Amanda was looking around at the accumulation as she spoke—at the cartons and the stacked pillows and the tied-up bales of old magazines and the lamps with their shades removed. And that was nothing compared with the clutter elsewhere in the house—the towers of faded books teetering on the desk in the sunroom, the rolled carpets in the dining room, the stemware tinkling on the buffet each time the little boys stampeded past.
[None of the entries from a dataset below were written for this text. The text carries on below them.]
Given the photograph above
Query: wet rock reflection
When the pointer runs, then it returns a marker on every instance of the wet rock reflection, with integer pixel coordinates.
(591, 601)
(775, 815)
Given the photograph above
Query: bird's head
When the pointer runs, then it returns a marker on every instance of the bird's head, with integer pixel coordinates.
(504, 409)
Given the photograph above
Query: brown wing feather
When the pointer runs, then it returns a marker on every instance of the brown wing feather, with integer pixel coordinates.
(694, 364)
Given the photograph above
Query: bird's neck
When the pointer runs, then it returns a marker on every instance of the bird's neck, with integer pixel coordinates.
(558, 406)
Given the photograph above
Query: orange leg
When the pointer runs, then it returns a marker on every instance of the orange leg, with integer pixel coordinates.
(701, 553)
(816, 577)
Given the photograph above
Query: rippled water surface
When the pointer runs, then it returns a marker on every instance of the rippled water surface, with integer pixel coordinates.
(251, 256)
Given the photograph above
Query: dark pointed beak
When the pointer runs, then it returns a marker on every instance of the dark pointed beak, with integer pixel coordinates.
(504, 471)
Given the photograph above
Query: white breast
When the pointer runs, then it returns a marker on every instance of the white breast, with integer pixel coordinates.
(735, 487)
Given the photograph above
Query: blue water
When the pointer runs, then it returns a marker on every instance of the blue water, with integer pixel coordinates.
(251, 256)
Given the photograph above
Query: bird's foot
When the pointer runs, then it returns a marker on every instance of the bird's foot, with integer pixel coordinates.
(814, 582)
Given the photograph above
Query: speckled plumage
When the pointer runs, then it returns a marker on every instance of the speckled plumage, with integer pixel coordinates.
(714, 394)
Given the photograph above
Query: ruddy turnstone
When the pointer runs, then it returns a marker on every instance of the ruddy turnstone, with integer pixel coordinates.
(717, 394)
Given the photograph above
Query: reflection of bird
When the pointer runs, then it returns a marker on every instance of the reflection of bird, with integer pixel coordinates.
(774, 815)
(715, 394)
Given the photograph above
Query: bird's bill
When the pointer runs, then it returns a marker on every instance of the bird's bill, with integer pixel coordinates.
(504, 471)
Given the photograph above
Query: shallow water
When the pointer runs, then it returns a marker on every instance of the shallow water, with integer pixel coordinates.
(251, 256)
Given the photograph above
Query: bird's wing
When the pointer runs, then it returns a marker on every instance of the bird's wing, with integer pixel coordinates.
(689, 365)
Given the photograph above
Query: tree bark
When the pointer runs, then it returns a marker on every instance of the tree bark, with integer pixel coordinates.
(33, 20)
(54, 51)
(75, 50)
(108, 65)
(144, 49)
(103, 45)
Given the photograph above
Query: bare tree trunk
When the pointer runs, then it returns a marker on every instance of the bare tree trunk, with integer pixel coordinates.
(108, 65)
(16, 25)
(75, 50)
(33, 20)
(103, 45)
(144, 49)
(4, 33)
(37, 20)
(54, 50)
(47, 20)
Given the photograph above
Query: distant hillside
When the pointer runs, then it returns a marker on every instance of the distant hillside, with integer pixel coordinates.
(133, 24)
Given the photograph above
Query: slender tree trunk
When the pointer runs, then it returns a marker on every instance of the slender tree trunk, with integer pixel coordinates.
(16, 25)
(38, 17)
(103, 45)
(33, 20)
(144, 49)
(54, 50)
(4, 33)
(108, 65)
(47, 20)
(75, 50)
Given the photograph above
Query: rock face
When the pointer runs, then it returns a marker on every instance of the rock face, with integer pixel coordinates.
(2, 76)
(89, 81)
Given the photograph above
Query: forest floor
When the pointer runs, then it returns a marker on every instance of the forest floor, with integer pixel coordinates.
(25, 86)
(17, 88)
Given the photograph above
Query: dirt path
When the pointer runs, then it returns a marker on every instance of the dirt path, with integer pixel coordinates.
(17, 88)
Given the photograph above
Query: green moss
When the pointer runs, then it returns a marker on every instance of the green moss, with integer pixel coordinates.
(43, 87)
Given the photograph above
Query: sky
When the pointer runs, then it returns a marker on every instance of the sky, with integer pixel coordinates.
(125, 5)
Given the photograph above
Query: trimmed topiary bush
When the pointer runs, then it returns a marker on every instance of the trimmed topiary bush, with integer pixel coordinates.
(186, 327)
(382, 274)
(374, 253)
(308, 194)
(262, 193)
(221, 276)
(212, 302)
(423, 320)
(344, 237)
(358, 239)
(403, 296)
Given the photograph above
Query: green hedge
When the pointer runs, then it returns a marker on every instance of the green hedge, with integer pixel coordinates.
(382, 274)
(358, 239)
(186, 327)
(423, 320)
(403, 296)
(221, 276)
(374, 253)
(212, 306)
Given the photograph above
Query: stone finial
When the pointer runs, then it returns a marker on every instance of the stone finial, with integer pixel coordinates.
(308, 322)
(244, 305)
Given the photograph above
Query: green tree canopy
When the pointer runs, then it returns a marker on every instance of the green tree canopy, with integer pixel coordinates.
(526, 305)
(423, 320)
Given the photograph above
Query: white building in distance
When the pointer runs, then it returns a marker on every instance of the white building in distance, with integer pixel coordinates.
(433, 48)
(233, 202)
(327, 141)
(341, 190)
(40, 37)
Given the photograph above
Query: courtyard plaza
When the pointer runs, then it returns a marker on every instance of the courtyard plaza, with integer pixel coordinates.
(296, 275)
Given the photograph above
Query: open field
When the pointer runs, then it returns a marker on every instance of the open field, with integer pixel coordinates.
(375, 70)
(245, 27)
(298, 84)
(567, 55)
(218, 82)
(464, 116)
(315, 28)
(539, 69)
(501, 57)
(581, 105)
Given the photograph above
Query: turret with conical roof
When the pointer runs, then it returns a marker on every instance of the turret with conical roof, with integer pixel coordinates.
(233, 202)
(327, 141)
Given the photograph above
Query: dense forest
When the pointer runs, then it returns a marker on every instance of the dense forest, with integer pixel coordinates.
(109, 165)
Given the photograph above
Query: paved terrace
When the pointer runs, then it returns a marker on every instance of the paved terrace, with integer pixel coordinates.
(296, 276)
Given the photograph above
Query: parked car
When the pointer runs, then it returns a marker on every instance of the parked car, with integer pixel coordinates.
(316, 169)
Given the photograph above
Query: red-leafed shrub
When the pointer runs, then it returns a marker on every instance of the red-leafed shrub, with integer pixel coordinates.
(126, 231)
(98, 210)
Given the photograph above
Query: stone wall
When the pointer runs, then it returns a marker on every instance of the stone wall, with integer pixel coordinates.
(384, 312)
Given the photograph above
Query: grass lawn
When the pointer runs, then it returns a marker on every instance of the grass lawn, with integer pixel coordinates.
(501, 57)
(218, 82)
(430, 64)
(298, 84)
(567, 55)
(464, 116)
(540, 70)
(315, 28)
And out on the front porch, waiting to go to the dump, the miscellaneous items that no one on earth wanted: a three-legged Portacrib, a broken stroller, a high chair missing its tray, and a string-handled shopping bag full of cracked plastic toys with somebody’s small, clumsy pottery house perched on top, painted in kindergarten shades of red and green and yellow.

 

 

 

 

 

PART TWO

 

What a World, What a World

 

 

 

 

 

9

 

 

IT WAS A BEAUTIFUL, BREEZY, yellow-and-green morning in July of 1959, and Abby Dalton was standing at her front window watching for her ride. She wanted to run out before he could honk his horn. Her mother had a rule that boys should ring the doorbell and step inside the house and hold a polite conversation before they could carry Abby off, but try telling Dane Quinn that! He wasn’t much of a one for small talk.